How Bad Can It Get for Hollywood? By Mark Harris [The New York Times] – I hold Harris in incredibly high esteem (I think all three of his film books are essential reading), and I think he’s got the right read on Hollywood facing an incredibly difficult year ahead. While there’s a fear that this could be the end of movies as we know it, I lean towards Harris’ optimistic view that movies are in a time of transition, not annihilation. However, the industry will need to change in a substantive way with what it’s producing rather than hoping a big weekend or two means they can go back to a pre-2020 mentality.

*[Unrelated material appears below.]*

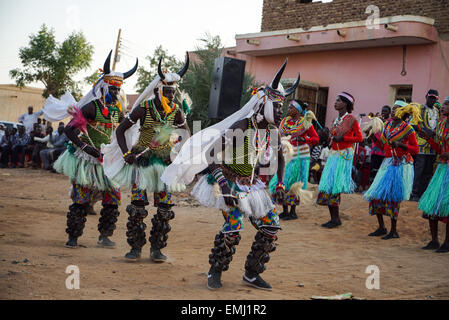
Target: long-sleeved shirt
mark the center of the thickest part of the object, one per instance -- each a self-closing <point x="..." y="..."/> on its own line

We Live in a Golden Age of Crybullyism by Adam Johnson [The Nation] – I frequently flash back to this South Park joke where Cartman, who is always bullying Kyle, gets hit by Kyle and immediately starts wailing and crying. I think about it a lot because we see it so often among the most powerful among us who abhor any kind of negative consequences to their actions, and then try to make themselves out as the traumatized party. “Crybullying” is a good term for it.
What I’m Hearing
The Avett Brothers dropped a new track, “Love of a Girl,” and I though it sounded just awful, which is pretty deflating because I love the sad folk tunes of their early albums as opposed to what sounds like Weezer with fewer instruments. So that sent me back to their 2020 album, The Third Gleam, and that’s the good stuff. The Avett Brothers can make whatever music they want, but I’m not particularly interested in whatever “Love of a Girl” is.
What I’m Playing
Final Fantasy VII Rebirth is here! I started playing it the day of release, and I can already tell that this thing is going to be much bigger than Remake. Whether that’s to the game’s benefit or detriment remains to be seen, but in the few hours I’ve played so far, I’m enjoying myself.